Il va être procédé au scrutin dans les conditions fixées par l’article 56 du règlement.
Le scrutin est ouvert.
(Le scrutin a lieu.)
M. le président. Personne ne demande plus à voter ?…
Le scrutin est clos.
J’invite Mmes et MM. les secrétaires à constater le résultat du scrutin.
(Mmes et MM. les secrétaires constatent le résultat du scrutin.)
M. le président. Voici, compte tenu de l’ensemble des délégations de vote accordées par les sénateurs aux groupes politiques et notifiées à la présidence, le résultat du scrutin n° 154 :
Nombre de votants | 340 |
Nombre de suffrages exprimés | 324 |
Pour l’adoption | 226 |
Contre | 98 |
Le Sénat a adopté. (M. André Reichardt applaudit.)
9
Communication relative à une commission mixte paritaire
M. le président. J’informe le Sénat que la commission mixte paritaire chargée d’élaborer un texte sur les dispositions restant en discussion de la proposition de loi portant diverses mesures relatives au grand âge et à l’autonomie est parvenue à l’adoption d’un texte commun.
10
Ordre du jour
M. le président. Voici quel sera l’ordre du jour de la prochaine séance publique, précédemment fixée à demain, mercredi 13 mars 2024 :
À quinze heures :
Questions d’actualité au Gouvernement.
À seize heures trente :
Débat à la suite du dépôt du rapport public annuel de la Cour des comptes.

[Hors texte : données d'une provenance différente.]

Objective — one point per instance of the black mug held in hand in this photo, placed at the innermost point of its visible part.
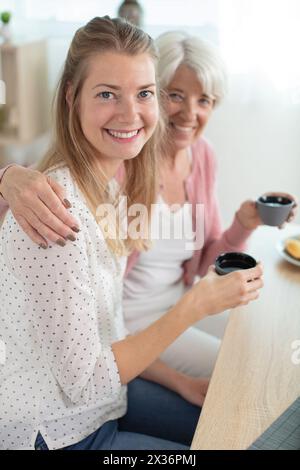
(274, 210)
(229, 262)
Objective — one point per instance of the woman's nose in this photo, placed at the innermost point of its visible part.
(190, 111)
(128, 110)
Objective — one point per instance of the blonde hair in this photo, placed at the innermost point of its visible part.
(179, 48)
(70, 146)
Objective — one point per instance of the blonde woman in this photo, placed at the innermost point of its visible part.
(69, 356)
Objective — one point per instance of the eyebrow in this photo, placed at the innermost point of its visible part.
(114, 87)
(204, 95)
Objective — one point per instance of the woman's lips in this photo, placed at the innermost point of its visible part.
(123, 136)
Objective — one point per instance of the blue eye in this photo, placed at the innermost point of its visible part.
(145, 94)
(175, 97)
(206, 101)
(105, 95)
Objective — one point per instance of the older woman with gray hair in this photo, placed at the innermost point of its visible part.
(193, 78)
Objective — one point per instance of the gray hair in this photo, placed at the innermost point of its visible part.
(179, 48)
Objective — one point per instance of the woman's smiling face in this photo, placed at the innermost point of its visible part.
(187, 106)
(118, 105)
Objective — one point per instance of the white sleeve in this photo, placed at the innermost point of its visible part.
(61, 298)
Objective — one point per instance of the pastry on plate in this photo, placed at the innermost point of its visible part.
(292, 247)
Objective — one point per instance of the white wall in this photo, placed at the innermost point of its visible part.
(255, 132)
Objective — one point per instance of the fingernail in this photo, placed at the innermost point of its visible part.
(67, 203)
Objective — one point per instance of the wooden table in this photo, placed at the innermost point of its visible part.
(255, 379)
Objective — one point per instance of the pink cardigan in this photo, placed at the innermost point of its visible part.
(200, 188)
(3, 203)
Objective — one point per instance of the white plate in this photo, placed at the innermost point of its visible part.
(281, 250)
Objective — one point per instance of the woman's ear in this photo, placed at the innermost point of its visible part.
(69, 94)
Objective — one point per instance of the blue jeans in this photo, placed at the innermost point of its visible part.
(156, 419)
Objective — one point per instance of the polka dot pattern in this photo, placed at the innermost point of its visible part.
(60, 312)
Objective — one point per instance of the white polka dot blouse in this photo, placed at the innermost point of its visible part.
(60, 312)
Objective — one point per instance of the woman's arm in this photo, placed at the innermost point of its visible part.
(212, 294)
(3, 203)
(191, 389)
(38, 204)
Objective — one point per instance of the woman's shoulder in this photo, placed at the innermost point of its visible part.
(62, 175)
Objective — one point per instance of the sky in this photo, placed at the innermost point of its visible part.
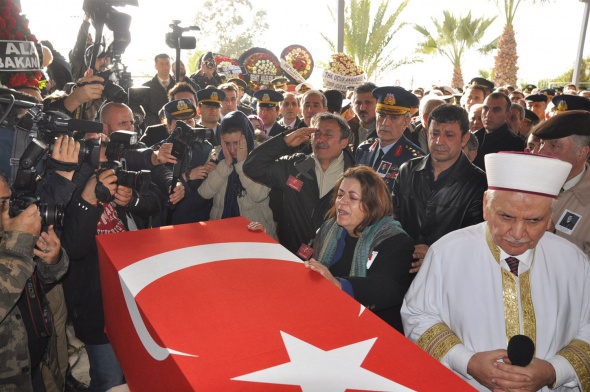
(547, 35)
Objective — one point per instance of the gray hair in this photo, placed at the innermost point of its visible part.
(519, 108)
(342, 123)
(473, 143)
(314, 92)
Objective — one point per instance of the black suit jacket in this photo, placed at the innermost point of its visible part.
(158, 98)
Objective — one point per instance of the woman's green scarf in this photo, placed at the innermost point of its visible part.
(330, 233)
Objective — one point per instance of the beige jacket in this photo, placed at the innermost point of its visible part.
(253, 205)
(577, 201)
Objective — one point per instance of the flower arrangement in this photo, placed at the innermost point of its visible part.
(15, 27)
(263, 68)
(224, 61)
(342, 64)
(262, 64)
(300, 59)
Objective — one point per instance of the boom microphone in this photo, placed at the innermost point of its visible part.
(521, 350)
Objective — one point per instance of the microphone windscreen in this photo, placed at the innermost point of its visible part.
(521, 350)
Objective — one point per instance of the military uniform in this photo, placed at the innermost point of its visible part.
(387, 167)
(17, 265)
(391, 101)
(270, 99)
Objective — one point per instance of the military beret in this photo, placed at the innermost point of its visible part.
(394, 100)
(528, 88)
(482, 82)
(536, 98)
(334, 98)
(210, 96)
(238, 82)
(572, 122)
(280, 82)
(268, 98)
(550, 93)
(530, 116)
(181, 109)
(302, 88)
(566, 102)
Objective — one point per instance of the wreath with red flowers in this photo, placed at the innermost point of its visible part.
(299, 58)
(15, 27)
(262, 65)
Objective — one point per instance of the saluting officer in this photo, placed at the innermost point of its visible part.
(391, 148)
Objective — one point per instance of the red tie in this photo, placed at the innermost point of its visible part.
(513, 264)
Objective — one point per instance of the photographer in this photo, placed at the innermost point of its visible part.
(26, 325)
(100, 207)
(119, 117)
(193, 160)
(207, 75)
(159, 86)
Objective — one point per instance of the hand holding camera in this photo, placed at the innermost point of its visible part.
(108, 179)
(66, 150)
(49, 246)
(87, 89)
(29, 221)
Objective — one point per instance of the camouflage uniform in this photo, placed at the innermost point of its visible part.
(16, 266)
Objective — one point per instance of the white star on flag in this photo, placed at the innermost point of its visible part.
(314, 369)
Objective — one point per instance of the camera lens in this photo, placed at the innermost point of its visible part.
(51, 214)
(90, 152)
(114, 93)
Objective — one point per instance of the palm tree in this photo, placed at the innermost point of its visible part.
(454, 36)
(505, 62)
(368, 43)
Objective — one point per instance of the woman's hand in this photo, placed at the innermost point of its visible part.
(242, 149)
(299, 136)
(49, 247)
(256, 226)
(229, 160)
(318, 267)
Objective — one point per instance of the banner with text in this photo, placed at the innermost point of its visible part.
(340, 82)
(18, 56)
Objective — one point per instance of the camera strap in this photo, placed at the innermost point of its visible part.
(21, 140)
(53, 163)
(101, 191)
(37, 307)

À dix-huit heures quinze :
Déclaration du Gouvernement, suivie d’un débat et d’un vote sur cette déclaration, en application de l’article 50-1 de la Constitution, relative au débat sur l’accord de sécurité franco-ukrainien et la situation en Ukraine.
Le soir :
Proposition de loi, adoptée par l’Assemblée nationale après engagement de la procédure accélérée, visant à soutenir l’engagement bénévole et à simplifier la vie associative (texte de la commission n° 387, 2023-2024).
Personne ne demande la parole ?…
La séance est levée.
(La séance est levée à vingt heures trente-cinq.)

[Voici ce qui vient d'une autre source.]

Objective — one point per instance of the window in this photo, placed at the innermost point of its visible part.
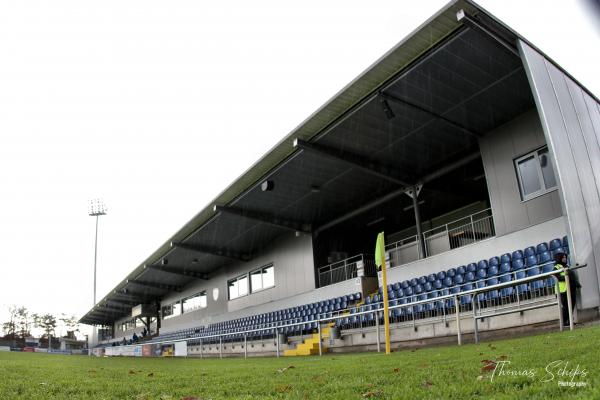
(535, 174)
(238, 287)
(262, 278)
(171, 310)
(193, 302)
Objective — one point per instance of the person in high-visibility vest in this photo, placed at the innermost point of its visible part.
(561, 261)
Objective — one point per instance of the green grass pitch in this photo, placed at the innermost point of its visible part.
(531, 368)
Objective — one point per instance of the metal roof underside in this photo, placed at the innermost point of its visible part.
(460, 84)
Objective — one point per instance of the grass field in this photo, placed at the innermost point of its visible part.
(440, 372)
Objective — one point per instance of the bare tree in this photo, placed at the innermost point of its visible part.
(10, 327)
(46, 322)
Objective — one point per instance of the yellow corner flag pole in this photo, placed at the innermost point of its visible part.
(380, 261)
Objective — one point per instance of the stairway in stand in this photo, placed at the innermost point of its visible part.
(310, 345)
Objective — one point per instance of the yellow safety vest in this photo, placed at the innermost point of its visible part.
(562, 286)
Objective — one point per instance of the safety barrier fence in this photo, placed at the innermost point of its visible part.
(346, 269)
(461, 232)
(517, 295)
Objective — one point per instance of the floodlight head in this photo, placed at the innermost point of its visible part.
(96, 208)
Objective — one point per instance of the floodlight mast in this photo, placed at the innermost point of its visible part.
(96, 209)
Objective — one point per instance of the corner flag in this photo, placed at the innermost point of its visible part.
(380, 262)
(379, 250)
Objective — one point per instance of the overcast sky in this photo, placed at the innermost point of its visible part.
(157, 106)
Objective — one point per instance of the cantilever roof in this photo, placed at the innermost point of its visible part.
(397, 72)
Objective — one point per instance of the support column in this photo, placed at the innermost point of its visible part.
(413, 193)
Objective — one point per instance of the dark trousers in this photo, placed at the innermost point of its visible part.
(565, 307)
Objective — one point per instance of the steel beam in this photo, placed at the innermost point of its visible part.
(155, 285)
(211, 250)
(178, 271)
(396, 99)
(354, 160)
(462, 16)
(392, 195)
(266, 218)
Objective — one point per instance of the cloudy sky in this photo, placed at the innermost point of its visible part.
(157, 106)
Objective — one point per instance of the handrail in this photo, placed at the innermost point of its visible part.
(468, 217)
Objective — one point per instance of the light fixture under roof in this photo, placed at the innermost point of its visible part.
(267, 186)
(385, 106)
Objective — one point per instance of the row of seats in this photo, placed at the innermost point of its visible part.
(305, 315)
(500, 269)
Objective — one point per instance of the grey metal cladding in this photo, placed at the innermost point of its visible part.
(570, 120)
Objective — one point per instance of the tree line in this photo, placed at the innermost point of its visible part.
(21, 321)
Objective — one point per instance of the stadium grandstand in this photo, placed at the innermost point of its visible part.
(476, 154)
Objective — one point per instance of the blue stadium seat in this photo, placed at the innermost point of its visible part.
(482, 273)
(466, 299)
(517, 254)
(504, 268)
(470, 276)
(541, 248)
(507, 291)
(529, 251)
(492, 294)
(418, 289)
(559, 250)
(555, 244)
(530, 261)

nomination de membres d’une commission mixte paritaire
La liste des candidats désignés par la commission des affaires sociales pour faire partie de la commission mixte paritaire chargée de proposer un texte sur les dispositions restant en discussion du projet de loi relatif à l’accélération et à la simplification de la rénovation de l’habitat dégradé et des grandes opérations d’aménagement a été publiée conformément à l’article 8 quater du règlement.
Aucune opposition ne s’étant manifestée dans le délai d’une heure prévu par l’article 8 quater du règlement, cette liste est ratifiée. Les représentants du Sénat à cette commission mixte paritaire sont :
Titulaires : Mmes Dominique Estrosi Sassone, Amel Gacquerre, Anne Chain-Larché, Françoise Dumont, Viviane Artigalas, Audrey Linkenheld et M. Stéphane Fouassin ;
Suppléants : Mme Martine Berthet, Sylviane Noël, MM. Yves Bleunven, Rémi Féraud, Mme Marianne Margaté, M. Pierre Jean Rochette, Mme Antoinette Guhl.